A iniciativa reforça a importância da acessibilidade cultural e da presença de artistas com deficiência em espaços educativos
A música como elemento de inclusão, convivência e memória cultural. Com essa proposta, três músicos com deficiência visual vêm realizando apresentações em escolas municipais de Joinville (SC), aproximando crianças da Educação Básica da vivência de pessoas com deficiência por meio de canções tradicionais, histórias de vida e interação artística.
O projeto, contemplado pela Lei Aldir Blanc, leva sessões gratuitas com cerca de 45 minutos de duração. As apresentações resgatam músicas tradicionais que atravessaram gerações e aproximam os estudantes da vivência de pessoas com deficiência visual. Para o coordenador do projeto, Nery Júnior, a proposta une cultura, memória e inclusão.
“Queríamos levar às escolas a perspectiva de que a pessoa com deficiência visual é como qualquer outra: conversa, dá risada, tem sentimentos. A inclusão não acontece fazendo por nós, mas fazendo conosco”, destaca.
Histórias que transformam
Entre os músicos está Jean Pierre, 34 anos, que nasceu com deficiência visual causada por rubéola congênita. Desde a infância, ele encontrou na música um caminho para se inserir socialmente.
“A música é um incentivo muito grande, onde eu me sinto inserido na sociedade. Também é um refúgio maravilhoso para nós”, conta.
Jean já participou de bandas de igreja, dupla sertaneja e apresentações em escolas. O retorno ao ambiente escolar, agora como artista convidado, tem sido uma oportunidade de inspirar crianças e mostrar que as diferenças podem ser pontes de aprendizado e convivência.
A trajetória de Bruno, 22 anos, também revela a força transformadora da música. Aos 15, ele perdeu a visão em decorrência de um tumor cerebral. O violão e a bateria, que já faziam parte da sua rotina desde os 8 anos, tornaram-se fundamentais no processo de adaptação.
“Voltar a tocar sem a visão foi uma barreira muito grande, mas a música me impulsionou. Foi nela que consegui me sentir parte de um grupo, de uma sociedade. Ela me ajudou a superar a tristeza e a encontrar novos caminhos”, relembra.
Cultura que conecta gerações
O projeto nasceu de conversas entre os músicos sobre as brincadeiras e canções que marcaram a infância da geração dos anos 1990. Jogos como taco, cabra-cega, pingue-pongue e músicas de roda como Ciranda, Cirandinha e A loja do mestre André inspiraram atividades que resgatam essa memória cultural dentro das escolas.
“As crianças hoje sabem tudo sobre tecnologia, mas muitas vezes desconhecem as músicas e brincadeiras tradicionais. Queríamos resgatar isso e, ao mesmo tempo, propor um momento de interação verdadeira, com dança, música e histórias”, explica Nery.
As apresentações incluem momentos de participação direta dos estudantes, que cantam, dançam e interagem com os músicos, criando um ambiente de integração e diálogo sobre diversidade.
Cultura acessível
A realização tem sido possível graças à Lei Aldir Blanc, que garantiu recursos para instrumentos, equipamentos e transporte. Para os artistas, trata-se de uma política cultural essencial para democratizar o acesso à arte e fortalecer a produção local.

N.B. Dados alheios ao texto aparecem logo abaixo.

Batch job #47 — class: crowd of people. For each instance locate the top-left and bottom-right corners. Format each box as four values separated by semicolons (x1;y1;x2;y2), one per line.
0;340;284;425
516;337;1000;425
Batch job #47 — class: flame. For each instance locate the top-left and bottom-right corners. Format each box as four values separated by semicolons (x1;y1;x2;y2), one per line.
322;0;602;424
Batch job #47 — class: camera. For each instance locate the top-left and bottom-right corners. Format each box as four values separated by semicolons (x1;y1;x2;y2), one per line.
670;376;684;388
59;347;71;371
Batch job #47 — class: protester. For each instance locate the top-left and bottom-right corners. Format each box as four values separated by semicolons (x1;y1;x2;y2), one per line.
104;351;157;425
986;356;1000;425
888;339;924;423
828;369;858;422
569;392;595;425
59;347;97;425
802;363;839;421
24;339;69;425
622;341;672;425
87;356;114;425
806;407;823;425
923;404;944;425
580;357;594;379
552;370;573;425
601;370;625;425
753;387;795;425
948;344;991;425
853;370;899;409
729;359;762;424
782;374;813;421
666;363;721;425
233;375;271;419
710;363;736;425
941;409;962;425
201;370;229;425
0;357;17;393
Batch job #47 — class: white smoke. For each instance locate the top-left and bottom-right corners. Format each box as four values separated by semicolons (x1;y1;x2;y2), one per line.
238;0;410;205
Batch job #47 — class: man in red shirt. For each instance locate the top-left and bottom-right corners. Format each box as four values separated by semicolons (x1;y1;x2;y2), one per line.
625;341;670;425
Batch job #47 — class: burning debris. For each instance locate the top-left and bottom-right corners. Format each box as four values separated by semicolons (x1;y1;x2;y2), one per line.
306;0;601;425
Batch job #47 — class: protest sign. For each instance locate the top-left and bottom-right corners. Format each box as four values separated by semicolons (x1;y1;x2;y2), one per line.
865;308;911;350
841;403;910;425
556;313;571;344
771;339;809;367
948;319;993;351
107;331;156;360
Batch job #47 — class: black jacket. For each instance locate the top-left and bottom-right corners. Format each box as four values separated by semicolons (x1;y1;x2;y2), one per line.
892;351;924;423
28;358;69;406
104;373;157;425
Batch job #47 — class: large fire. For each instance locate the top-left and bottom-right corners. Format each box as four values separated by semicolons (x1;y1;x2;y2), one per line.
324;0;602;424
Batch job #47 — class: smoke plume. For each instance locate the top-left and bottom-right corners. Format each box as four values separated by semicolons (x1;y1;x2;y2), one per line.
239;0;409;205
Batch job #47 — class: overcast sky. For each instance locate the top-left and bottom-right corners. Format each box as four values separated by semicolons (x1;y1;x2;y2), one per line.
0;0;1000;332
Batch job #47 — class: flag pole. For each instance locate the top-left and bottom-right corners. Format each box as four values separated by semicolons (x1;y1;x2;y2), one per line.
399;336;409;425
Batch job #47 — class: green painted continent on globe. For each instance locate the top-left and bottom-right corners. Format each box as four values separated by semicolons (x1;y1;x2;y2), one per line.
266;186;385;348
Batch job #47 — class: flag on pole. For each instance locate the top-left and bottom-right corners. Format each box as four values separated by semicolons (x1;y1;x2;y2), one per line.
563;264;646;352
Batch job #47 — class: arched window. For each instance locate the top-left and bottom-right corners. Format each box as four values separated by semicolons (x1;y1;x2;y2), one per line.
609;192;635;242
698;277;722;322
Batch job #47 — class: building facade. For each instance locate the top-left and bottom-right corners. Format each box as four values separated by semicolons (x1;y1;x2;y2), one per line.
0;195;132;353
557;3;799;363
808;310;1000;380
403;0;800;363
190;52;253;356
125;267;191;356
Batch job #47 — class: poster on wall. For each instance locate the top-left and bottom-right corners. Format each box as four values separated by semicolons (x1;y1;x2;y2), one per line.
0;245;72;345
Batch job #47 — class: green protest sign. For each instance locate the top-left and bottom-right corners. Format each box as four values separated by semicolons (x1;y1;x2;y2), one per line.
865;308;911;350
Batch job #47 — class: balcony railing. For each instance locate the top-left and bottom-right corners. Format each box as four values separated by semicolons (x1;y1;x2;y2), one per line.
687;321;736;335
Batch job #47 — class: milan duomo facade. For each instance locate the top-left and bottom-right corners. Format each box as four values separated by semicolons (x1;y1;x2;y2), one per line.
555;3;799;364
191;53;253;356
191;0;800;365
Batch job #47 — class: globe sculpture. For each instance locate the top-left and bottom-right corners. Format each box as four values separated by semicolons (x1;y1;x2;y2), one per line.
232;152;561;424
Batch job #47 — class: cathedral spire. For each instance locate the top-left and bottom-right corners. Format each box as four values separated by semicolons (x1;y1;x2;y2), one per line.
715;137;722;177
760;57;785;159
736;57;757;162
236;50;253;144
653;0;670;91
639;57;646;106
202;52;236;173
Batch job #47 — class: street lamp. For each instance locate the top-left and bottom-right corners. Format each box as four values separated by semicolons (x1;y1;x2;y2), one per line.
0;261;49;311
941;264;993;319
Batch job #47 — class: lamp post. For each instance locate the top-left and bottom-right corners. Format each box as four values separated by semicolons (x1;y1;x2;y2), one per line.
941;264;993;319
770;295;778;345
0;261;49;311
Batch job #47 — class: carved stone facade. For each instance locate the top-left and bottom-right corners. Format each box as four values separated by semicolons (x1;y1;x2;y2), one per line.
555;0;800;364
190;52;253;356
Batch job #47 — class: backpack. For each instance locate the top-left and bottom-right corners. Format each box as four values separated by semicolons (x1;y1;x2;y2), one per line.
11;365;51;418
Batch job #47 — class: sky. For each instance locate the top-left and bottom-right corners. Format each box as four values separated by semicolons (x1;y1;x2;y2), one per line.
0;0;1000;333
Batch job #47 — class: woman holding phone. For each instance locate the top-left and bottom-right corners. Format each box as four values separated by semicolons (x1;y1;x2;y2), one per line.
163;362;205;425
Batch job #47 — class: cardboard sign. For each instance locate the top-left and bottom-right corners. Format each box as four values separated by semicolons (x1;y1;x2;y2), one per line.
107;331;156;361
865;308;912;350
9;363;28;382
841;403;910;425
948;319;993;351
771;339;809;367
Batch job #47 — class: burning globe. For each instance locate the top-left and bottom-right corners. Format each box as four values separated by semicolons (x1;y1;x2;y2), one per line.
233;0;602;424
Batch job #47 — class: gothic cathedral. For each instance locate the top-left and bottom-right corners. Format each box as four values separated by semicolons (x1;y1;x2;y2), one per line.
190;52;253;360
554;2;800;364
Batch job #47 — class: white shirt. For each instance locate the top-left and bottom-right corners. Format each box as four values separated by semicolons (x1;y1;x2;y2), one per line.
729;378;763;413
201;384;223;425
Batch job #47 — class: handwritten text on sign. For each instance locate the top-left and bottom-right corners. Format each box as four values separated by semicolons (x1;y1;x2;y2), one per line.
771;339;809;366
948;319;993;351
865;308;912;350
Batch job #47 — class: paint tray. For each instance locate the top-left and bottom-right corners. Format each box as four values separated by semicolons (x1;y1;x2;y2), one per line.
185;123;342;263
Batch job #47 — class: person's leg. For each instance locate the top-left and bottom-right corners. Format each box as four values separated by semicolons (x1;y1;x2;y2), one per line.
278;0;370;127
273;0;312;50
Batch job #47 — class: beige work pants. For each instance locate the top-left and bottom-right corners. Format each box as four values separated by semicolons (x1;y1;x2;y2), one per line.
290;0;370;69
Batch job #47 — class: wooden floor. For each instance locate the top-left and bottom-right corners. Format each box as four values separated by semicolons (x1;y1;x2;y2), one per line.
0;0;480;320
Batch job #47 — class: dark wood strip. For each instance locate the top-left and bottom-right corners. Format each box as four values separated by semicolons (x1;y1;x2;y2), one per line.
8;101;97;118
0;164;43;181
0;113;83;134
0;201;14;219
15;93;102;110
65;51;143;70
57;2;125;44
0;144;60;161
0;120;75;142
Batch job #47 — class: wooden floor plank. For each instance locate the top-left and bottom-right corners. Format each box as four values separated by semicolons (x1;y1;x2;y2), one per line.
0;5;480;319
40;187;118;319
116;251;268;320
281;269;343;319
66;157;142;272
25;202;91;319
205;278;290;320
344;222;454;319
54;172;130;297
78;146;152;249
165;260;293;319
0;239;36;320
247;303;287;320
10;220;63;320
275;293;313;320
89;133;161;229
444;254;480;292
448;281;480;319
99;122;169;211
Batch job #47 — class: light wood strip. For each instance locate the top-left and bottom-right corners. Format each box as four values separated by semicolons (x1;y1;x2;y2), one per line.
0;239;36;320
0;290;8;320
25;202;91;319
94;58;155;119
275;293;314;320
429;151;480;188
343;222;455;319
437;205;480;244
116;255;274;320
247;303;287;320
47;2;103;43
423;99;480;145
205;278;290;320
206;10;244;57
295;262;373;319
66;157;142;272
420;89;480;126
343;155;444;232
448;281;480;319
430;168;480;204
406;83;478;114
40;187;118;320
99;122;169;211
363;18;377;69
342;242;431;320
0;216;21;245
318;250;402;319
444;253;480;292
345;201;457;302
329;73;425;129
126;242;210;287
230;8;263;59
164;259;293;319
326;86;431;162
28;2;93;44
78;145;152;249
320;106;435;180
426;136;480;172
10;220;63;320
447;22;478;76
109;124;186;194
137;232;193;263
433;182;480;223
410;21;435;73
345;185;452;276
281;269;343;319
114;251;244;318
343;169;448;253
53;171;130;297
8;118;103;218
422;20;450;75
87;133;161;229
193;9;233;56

“Sem essas leis, talvez essas crianças fossem muito mais alienadas à globalização. A cultura viabiliza desde a logística até o registro profissional do trabalho, garantindo que mais pessoas tenham acesso a ele”, afirma Nery.
Música como legado
Mais do que apresentações, o projeto deixa marcas nas crianças: a valorização da diversidade, a consciência sobre inclusão e o contato com manifestações culturais que resistem ao tempo.
“Nosso objetivo é que os alunos levem dessa experiência uma lição de empatia e respeito. Mostramos que a deficiência não é uma barreira para viver, criar e ensinar; pelo contrário, é uma oportunidade de enxergar o mundo de uma forma diferente”, conclui o coordenador.